Off I trotted to the docs – a BIG thing for me to do and it was because you don’t mess about with ear pain after 4-5 days of not resolving it. I duly asked them to check if I had an ear infection and asked for some antibiotics I knew were TGF safe. Nope. No ear infection. Diagnosed TMJ inflammation instead. I assume the recent stress of the Minnie incident (my cat was very poorly for those of you not following the minutiae of my life on the Facebook groups ;)) combined with an infection in my gums is what triggered it physiologically.
I was given a steroid ear spray to lower inflammation.
Up until that point, the pain had been copable. Nasty, draining, but copable. One puff of the ear spray and half an hour later I was in agony. Pain got 10 x worse. On Maundy Thursday night so right when everything closed down for Easter! Ear spray had acetic acid in it which, in my pain stupor, I had missed. Acetic acid comes from corn – and at least this has shown me that I am still NCGS – and therefore grain-sensitive. I was secretly hoping the grains had got better along with the other load of food sensitivities – even though I knew as a true gluten illness, this is not likely. I’m only human and I too live in hope.
I shan’t go into the next 48 hours – my usual corn reaction time – let’s just spare you that.
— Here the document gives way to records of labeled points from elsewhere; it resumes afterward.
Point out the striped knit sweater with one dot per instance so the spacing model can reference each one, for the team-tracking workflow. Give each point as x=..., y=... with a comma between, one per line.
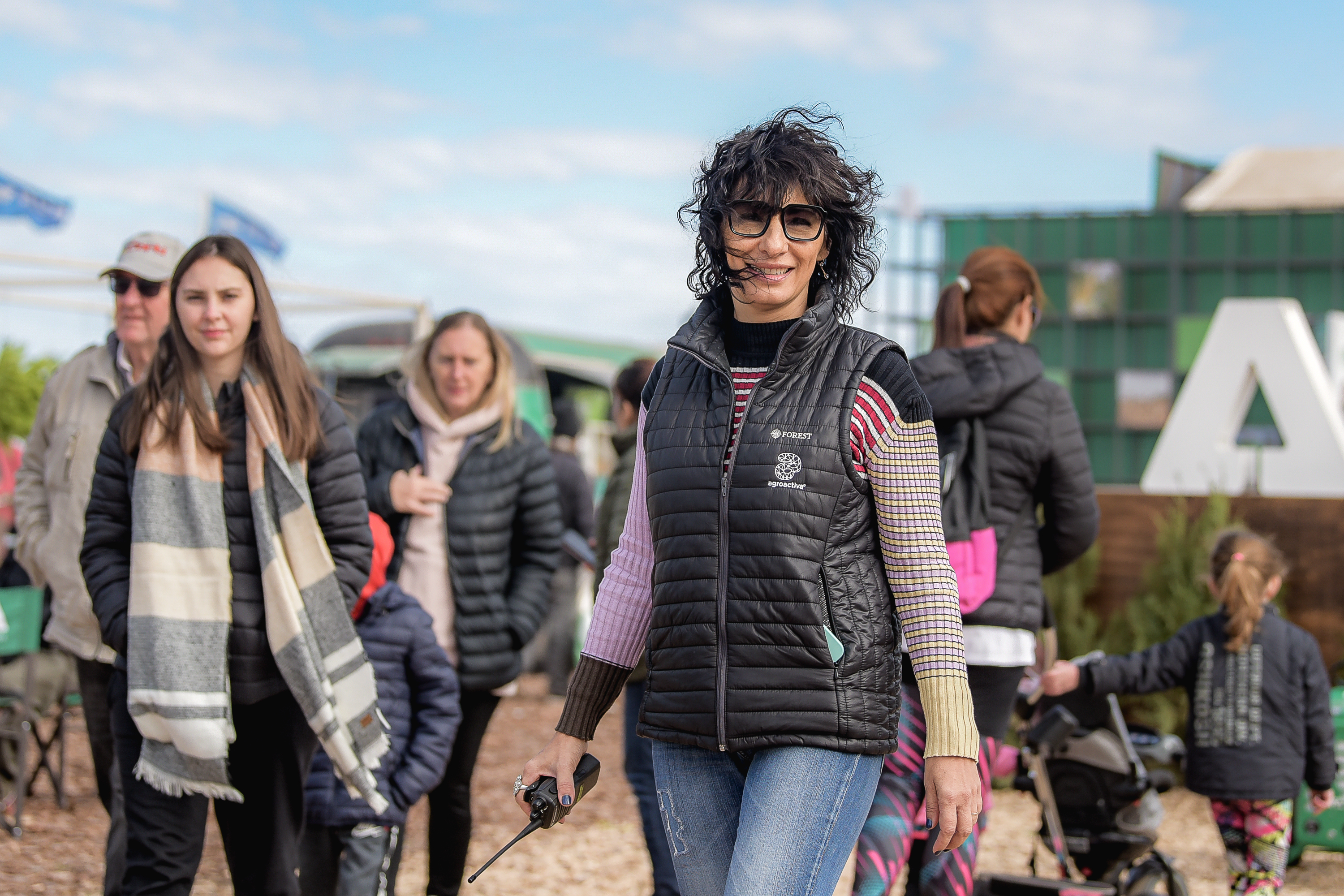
x=896, y=448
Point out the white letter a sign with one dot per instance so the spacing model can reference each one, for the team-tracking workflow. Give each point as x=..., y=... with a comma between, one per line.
x=1265, y=340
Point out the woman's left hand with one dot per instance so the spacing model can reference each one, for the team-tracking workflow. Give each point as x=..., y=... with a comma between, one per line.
x=952, y=800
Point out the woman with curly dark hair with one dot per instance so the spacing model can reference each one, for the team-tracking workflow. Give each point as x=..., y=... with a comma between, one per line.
x=783, y=536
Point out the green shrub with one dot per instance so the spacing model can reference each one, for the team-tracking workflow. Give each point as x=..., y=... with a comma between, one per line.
x=21, y=390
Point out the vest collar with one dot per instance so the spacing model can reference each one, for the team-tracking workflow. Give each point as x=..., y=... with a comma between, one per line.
x=703, y=335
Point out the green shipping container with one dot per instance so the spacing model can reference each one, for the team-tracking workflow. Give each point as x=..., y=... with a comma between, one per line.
x=1172, y=269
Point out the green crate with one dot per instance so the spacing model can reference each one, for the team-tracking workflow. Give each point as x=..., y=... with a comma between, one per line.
x=1094, y=346
x=1152, y=237
x=1101, y=453
x=1148, y=345
x=1176, y=268
x=1314, y=288
x=1314, y=236
x=1094, y=397
x=1326, y=829
x=1207, y=237
x=1258, y=236
x=1258, y=281
x=1148, y=292
x=1101, y=237
x=23, y=621
x=1054, y=283
x=1051, y=241
x=1136, y=448
x=1049, y=340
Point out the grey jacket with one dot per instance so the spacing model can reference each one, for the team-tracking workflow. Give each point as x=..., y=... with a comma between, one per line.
x=1037, y=456
x=52, y=492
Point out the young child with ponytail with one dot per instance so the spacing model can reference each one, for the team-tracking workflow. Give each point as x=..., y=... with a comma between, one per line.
x=1260, y=719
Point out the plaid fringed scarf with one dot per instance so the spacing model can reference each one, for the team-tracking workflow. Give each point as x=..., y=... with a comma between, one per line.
x=181, y=612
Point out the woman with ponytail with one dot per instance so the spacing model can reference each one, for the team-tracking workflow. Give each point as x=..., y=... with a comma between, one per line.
x=1260, y=718
x=983, y=377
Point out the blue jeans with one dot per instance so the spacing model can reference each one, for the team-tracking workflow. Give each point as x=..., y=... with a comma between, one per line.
x=784, y=828
x=639, y=771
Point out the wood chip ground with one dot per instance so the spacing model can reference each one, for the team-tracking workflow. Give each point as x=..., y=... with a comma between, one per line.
x=599, y=852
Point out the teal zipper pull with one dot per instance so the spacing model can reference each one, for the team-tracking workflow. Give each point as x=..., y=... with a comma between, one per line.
x=834, y=644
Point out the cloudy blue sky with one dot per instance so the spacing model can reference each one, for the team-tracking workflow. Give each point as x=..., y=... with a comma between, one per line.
x=527, y=159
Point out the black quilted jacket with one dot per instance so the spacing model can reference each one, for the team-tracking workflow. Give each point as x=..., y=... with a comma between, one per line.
x=503, y=535
x=338, y=492
x=1037, y=449
x=772, y=620
x=1260, y=720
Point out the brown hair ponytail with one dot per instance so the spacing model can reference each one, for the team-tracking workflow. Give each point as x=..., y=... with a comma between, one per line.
x=172, y=388
x=992, y=283
x=1242, y=564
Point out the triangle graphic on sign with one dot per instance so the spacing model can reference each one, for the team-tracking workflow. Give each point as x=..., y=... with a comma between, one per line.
x=1254, y=346
x=1260, y=429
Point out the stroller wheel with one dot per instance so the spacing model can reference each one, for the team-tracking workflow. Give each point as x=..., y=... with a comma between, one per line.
x=1150, y=875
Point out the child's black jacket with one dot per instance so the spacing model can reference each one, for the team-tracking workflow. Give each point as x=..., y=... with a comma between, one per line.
x=1260, y=722
x=418, y=694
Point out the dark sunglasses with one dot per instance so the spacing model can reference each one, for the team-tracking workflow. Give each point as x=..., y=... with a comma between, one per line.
x=801, y=222
x=121, y=285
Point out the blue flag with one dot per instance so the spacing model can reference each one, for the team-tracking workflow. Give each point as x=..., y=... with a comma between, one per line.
x=25, y=202
x=232, y=221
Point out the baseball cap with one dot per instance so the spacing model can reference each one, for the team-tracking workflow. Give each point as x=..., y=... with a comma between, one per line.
x=150, y=256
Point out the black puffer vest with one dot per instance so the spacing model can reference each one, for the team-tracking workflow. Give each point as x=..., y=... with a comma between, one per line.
x=754, y=564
Anyway, I was ice-packing, hot-water-bottling, massaging, trigger point releasing, applying oils, anti-inflammatories, taking ibuprofen and soluble steroids like sweeties, eating soft foods only, not talking (P was very pleased with that one..) and it was just about copable. I call it panicy-pain and I know many of you know what I mean. I wish you didn’t.
It wasn’t shifting. So, I had to think again.
Mind-body medicine
I did my usual process as described in the Healing Plan, and began by looking at what messages the body may be trying to tell me. I’d been working on the ear messages – ‘what wasn’t I hearing?’ etc for a few days but no wonder I wasn’t getting anywhere because it was jaw pain causing the ear pain. Doh.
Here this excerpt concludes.